Japan’s casino quest has led to the arrest of a lawmaker from the country’s governing party on charges of accepting bribes from Chinese online lottery firm 500.com.
In an early bid for the title of 2019’s worst Christmas ever, Japanese authorities announced Wednesday that they’d arrested Tsukasa Akimoto, a lower house member of the ruling Liberal Democratic Party (LDP). Earlier this month, news broke that Akimoto’s aides were suspected of bringing in large amounts of cash from overseas without declaring the cash to customs officials.
On Wednesday, the Tokyo District Public Prosecutors Office announced that Akimoto (pictured) had been arrested on suspicion of accepting around ¥3.7m (US$34k) from 500.com, which was at the time pursuing an integrated resort project near Hokkaido. Until a few months ago, Akimoto held a cabinet position with influence over Japan’s casino development process.

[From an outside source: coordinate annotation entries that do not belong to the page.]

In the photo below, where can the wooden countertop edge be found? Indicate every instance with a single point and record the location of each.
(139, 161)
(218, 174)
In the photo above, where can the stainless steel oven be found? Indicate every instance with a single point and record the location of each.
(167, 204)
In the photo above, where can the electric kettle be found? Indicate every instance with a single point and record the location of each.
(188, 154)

Akimoto confirmed his arrest in social media posts, in which he apologized for “causing this kind of situation and such a commotion.” Akimoto continued to deny any wrongdoing, although local media quoted LDP sources saying Akimoto had formally indicated his intention to quit the party to spare it further embarrassment.

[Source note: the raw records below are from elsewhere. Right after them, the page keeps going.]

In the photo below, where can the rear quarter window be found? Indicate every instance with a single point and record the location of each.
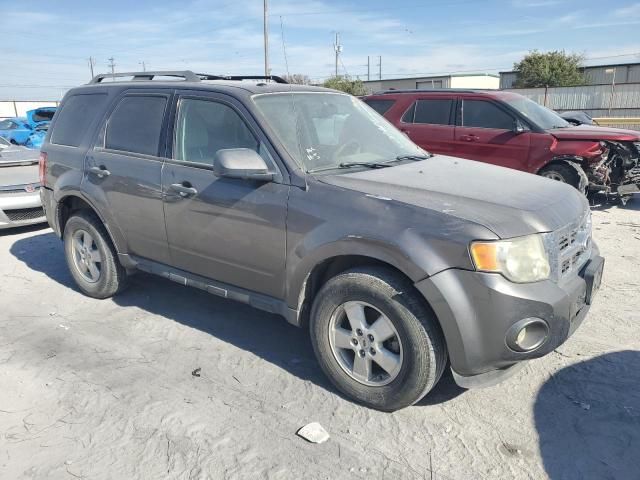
(135, 124)
(75, 117)
(380, 106)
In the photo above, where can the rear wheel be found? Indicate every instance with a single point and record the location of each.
(566, 173)
(91, 257)
(376, 339)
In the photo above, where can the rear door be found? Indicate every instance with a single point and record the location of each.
(429, 122)
(124, 169)
(486, 131)
(226, 229)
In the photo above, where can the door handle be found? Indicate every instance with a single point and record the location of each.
(470, 138)
(184, 190)
(100, 171)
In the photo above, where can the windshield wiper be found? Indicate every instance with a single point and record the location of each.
(363, 164)
(415, 158)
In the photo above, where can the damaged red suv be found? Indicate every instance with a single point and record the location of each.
(507, 129)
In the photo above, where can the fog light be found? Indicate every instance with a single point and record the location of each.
(527, 334)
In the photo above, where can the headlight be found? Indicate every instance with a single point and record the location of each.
(520, 260)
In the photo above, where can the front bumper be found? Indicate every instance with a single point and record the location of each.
(19, 208)
(476, 310)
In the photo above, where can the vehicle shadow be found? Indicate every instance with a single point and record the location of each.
(267, 335)
(588, 419)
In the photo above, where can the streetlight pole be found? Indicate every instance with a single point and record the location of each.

Police also arrested three individuals connected with 500.com, including a former vice-president and two Japanese corporate advisers. The company is said to have paid to fly Akimoto and his family to Hokkaido in 2018 and also organized trips for Akimoto to Shenzhen and Macau.
500.com has never operated any land-based casino operations, but the Hokkaido integrated resort bid was part of the financially-struggling company’s efforts to diversify its revenue streams, which were dealt a serious blow in March 2015 when China suspended all online lottery sales.
As (bad) luck would have it, 500.com was scheduled to hold its annual general meeting in Shenzhen on Monday. The company has yet to publish anything on how that meeting went down or whether shareholders voiced any concerns over the company’s involvement in this growing Japanese scandal.
Concerns are mounting within the LDP that the scandal could negatively impact the country’s push to legalize casinos. The Japanese public already views the whole integrated resort movement with suspicion and Akimoto’s allegations clearly won’t help alleviate those concerns.
Local media quoted Chief Cabinet Secretary Yoshihide Suga saying the LDP “will steadily push ahead” with its casino development plans “so that benefits from building [integrated resorts] will be reaped as soon as possible.” Suga also said the LDP would seek to clarify policies regarding what types of contact between casino operators and government officials are permissible.